Las tormentas como las que sumergieron a Buenos Aires en las últimas dos semanas no deberían ser una sorpresa para nadie: desde hace al menos tres años, los científicos vienen repitiendo que llegarán a convertirse en habituales. ¿Por qué? "Por una suma de variables, que este año están operando simultáneamente", explica la doctora Inés Camilloni, del Centro de Investigaciones del Mar y la Atmósfera de la UBA. "Hay un fenómeno cíclico y natural como es El Niño, que consiste en un calentamiento temporal del Océano Pacífico y que con una frecuencia de entre dos y siete años provoca más precipitaciones en los ríos Paraná, Uruguay, Paraguay y el Río de la Plata. Las peores lluvias las tendremos en este otoño", anuncia.
Pero a este factor natural hay que sumarle otros, en los que sí intervino la mano del hombre: los drásticos cambios en el uso del suelo -cientos de miles de hectáreas de bosques nativos reemplazadas por cultivos cerealeros rebosantes de agroquímicos- y la concentración de gases del efecto invernadero cambiaron la composición de la atmósfera y aceleraron la llegada a la región de los principales efectos del cambio climático: el aumento de la temperatura y de las lluvias. "En el centro-este del país ya tenemos más precipitaciones, que a su vez se producen de un nuevo modo: con lluvias más espaciadas pero torrenciales", dice Camilloni.

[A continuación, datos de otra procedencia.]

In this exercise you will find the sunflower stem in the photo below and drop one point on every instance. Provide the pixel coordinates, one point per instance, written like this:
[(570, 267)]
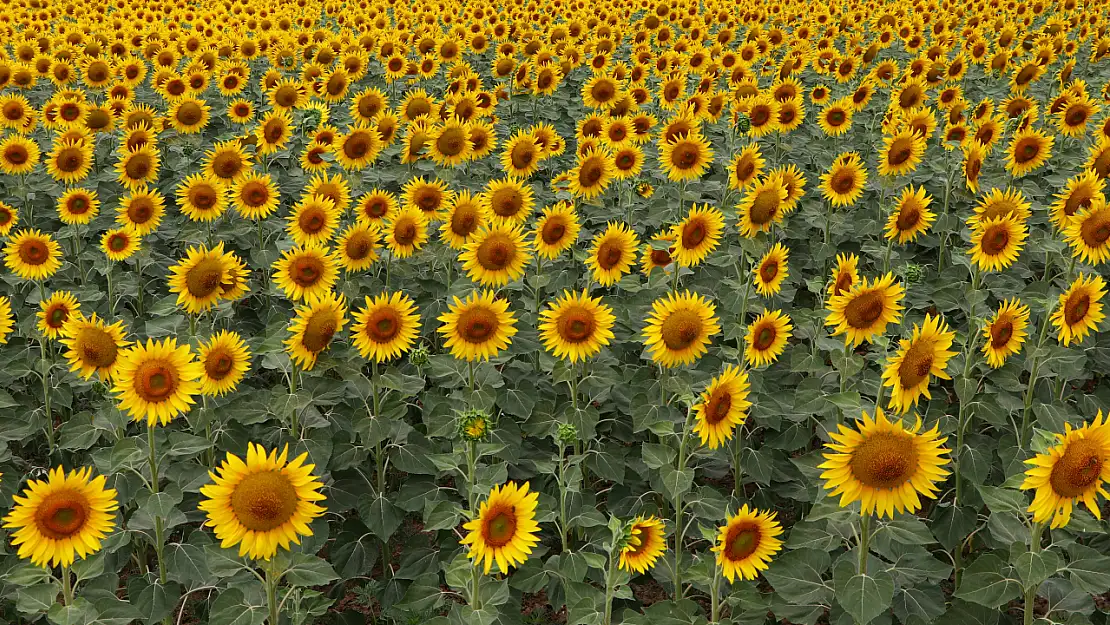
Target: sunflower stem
[(715, 593), (1023, 434), (1035, 537), (272, 580), (737, 459), (609, 586), (679, 530), (563, 533), (865, 538), (472, 460)]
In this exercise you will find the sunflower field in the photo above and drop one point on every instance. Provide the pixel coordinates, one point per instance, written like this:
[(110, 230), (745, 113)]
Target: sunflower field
[(440, 312)]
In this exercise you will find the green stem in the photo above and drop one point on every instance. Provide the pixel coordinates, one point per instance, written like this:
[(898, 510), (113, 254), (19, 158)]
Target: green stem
[(609, 586), (563, 533), (272, 581), (678, 508), (472, 461), (1035, 537), (715, 594), (865, 538), (1023, 434), (737, 459), (67, 586)]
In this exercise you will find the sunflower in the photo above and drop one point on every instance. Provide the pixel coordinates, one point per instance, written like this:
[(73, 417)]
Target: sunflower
[(305, 272), (62, 517), (901, 153), (745, 168), (844, 182), (357, 247), (274, 131), (188, 114), (477, 328), (18, 154), (1029, 150), (645, 544), (92, 345), (504, 528), (763, 207), (465, 218), (1006, 332), (722, 407), (157, 382), (32, 254), (54, 311), (747, 542), (1081, 191), (678, 329), (204, 276), (697, 235), (772, 271), (357, 148), (1073, 471), (430, 197), (262, 503), (376, 207), (613, 253), (997, 242), (406, 232), (141, 211), (496, 255), (70, 160), (1080, 309), (138, 167), (556, 230), (767, 336), (911, 215), (119, 243), (226, 161), (593, 174), (836, 118), (313, 326), (521, 155), (924, 355), (386, 326), (508, 200), (313, 221), (576, 326), (1089, 233), (224, 360), (78, 207), (1009, 203), (686, 158), (201, 198), (254, 195), (884, 465), (864, 310)]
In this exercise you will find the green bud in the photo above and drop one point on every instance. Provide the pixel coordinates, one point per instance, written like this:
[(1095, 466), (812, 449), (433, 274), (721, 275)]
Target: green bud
[(474, 424)]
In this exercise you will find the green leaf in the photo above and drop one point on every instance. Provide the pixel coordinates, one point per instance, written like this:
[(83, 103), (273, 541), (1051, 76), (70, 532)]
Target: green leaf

Un dato: los meteorólogos consideran que una tormenta es 'muy fuerte' cuando llueven más de 100 milímetros en un día. En las últimas dos semanas, en tres ocasiones, esa cantidad de agua cayó en menos de dos horas.
El último elemento que colaboró con los diluvios de estos días también es fruto de la acción humana. Los científicos lo llaman el "efecto ciudad": la expansión del hormigón y el cemento aumenta el reflejo de los rayos solares a la atmósfera, y el calor que emanan los automóviles y los aparatos de aire acondicionado -por tomar sólo dos ejemplos- suben la temperatura y la humedad.
"Esto se nota más a la mañana; 'la fresca' ya es un recuerdo y las temperaturas mínimas son cada vez más altas. Las máximas también están subiendo por el cambio climático, y por eso tendremos cada vez más olas de calor, tanto en verano como también en invierno", asegura Camilloni." ¿Una exageración? Para quienes ya lo olvidaron: el pasado 30 de agosto Buenos Aires tuvo una temperatura de 34,4 grados.
Según el último informe del Centro de Previsión del Tiempo y Estudios Climáticos de Brasil, los escenarios más optimistas presentan para los próximos setenta años un aumento de la temperatura de 1,9 grados para una vasta zona que incluye Buenos Aires (los pesimistas dicen 2,8 grados). Pues bien, todo lo que se discute sobre el cambio climático en todo el mundo responde a un aumento de la temperatura del planeta de poco menos de un grado en el último siglo. Hay más datos inapelables: en los últimos cien años, en la zona centro y norte del país las lluvias aumentaron un 23 por ciento, mientras que en la zona oeste se redujeron un 50 por ciento. Entre 1910 y 1960, jamás hubo más de tres días de "tormentas fuertes" por década. Este año, Buenos Aires los soportó en una semana.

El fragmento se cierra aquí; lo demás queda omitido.